Something every investor should do before trading in the stock market is establishing a budget. 

Not only will a well-constructed budget allow for you to make more and better exchanges in the long-run, but it will also work as a safeguard against any potential bad investment. In addition, it serves as a way for all investors to successfully track down their spending, figure out where their money is actually going and where it could be going instead. 

Making a budget is an activity that can vary in difficulty depending on how your current income flow works. Those with jobs that deliver varying income levels with every paycheck will most likely notice this struggle more often than others.

Having a steady income every month is easy to work with when calculating a stable budget, but an unstable one brings out a need for every month’s calculations to be different from the last. 

If you don’t know what next month’s payment will look like, then all calculations would also have to be based on assumptions.

That makes it difficult, but not impossible. Here are some tips for creating a successful budget with a variable income.

Use your lowest possible earning as a reference

One should never spend more money than what’s being earned. And having a budget is a helpful tool to keep these criteria in check.

But how can one spend a lesser amount of money out of a still unknown amount? 

Easy, find out which is the lowest-earning amount you could receive in the current month, and then use it as a basis for your budget. 

Keep in mind that this is not to say that you should expect that same amount to be a reality. That’s just for you to assume for any budget-related purposes. Expect the best, but prepare for the worst.

Working with this type of budget, once your paycheck is at hand, you can easily save any extra difference from your initially assumed amount afterwards.

Feel free to review and make changes to your budget

As time goes by and your projects increase both in quantity and scale, it is more than likely that your lowest earning expectations change as well. Alternatively, outside circumstances might also have an influence of their own in the matter.

Feel free to review your current budget calculations from time to time and make adjustments if necessary.

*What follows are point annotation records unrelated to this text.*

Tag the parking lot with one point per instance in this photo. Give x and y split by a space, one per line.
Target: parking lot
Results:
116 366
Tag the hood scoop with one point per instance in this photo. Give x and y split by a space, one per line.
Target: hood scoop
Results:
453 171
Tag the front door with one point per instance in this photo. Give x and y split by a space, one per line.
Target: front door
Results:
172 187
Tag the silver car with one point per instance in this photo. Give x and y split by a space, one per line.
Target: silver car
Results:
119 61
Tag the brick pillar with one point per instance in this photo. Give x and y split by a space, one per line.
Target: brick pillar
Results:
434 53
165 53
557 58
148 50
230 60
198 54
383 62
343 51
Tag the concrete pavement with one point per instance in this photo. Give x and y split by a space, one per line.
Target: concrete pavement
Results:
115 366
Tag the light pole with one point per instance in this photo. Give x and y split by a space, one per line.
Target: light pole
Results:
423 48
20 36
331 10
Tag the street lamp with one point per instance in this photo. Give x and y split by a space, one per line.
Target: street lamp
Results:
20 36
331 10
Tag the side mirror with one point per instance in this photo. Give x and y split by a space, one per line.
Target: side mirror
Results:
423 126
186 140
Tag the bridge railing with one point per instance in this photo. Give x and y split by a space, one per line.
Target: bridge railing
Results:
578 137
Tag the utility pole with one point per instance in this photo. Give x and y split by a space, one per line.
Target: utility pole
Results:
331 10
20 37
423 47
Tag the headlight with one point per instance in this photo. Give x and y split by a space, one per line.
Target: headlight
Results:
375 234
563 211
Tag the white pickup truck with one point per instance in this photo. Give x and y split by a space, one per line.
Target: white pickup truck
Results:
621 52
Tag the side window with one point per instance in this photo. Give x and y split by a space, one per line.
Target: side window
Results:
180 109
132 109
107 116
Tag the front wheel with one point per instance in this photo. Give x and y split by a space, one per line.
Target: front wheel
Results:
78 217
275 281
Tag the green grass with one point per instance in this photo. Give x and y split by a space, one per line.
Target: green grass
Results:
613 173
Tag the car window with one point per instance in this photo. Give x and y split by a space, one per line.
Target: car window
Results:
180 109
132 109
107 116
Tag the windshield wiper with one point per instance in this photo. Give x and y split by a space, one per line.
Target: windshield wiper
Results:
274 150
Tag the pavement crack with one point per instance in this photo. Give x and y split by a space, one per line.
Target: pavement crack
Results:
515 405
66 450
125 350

Best case scenario, your spending could have a bigger opportunity for necessary expenses, or even personal spending, while still working on saving money in the long run. Worst case scenario, you have to make more strategic decisions to reduce your expenses but are still on a path to maintain a money-saving habit.

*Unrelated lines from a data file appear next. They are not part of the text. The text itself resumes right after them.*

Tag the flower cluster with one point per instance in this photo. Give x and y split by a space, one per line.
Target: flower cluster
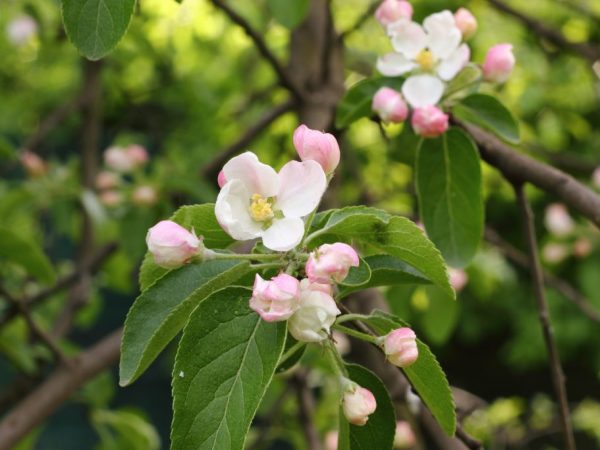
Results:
121 161
429 56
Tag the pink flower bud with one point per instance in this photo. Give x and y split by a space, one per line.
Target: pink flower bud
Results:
558 221
400 347
358 404
313 319
331 262
172 245
144 196
33 164
221 180
429 121
318 146
465 22
390 105
275 300
390 11
499 63
458 279
404 437
107 180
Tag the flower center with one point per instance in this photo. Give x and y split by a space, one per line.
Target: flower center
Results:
425 60
261 208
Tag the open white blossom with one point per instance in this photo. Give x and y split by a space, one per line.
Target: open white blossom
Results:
432 54
258 202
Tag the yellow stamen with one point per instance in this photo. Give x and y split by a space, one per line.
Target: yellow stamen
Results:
260 208
425 60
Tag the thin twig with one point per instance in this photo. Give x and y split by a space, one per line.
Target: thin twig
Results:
558 377
583 49
261 45
562 286
211 170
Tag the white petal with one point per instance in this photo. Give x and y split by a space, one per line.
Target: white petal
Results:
394 64
423 90
443 36
450 66
301 186
232 211
408 38
284 234
258 178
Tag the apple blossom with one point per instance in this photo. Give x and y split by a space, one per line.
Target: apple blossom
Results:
258 202
317 146
400 347
429 121
432 54
390 11
275 300
358 404
498 64
331 262
558 221
404 436
390 105
466 22
313 319
172 245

In short, try and make sure your budget always reflects your current situation, and you’ll soon see a difference in your favour.

Draw a line exclusively for savings

Some people save money out of whatever amount was left after making a shopping spree. However, the act of saving money can and should aim for more. You should try and budget your savings as well.

How? Draw a line on how much of your earnings should straight up go to your savings from the very moment you receive your paycheck. Try to keep this up consistently, and try to keep yourself on track as much as possible, too.

By doing this, you allow you to make more significant expenses easier in the future and build your safe spot for that rainy day that might come unexpectedly.

Likewise, feel free to move said line to reflect the current situation. Maybe it can be bigger when on a winning streak or lower when facing hard times. Make sure it is an amount you feel comfortable separating from the rest.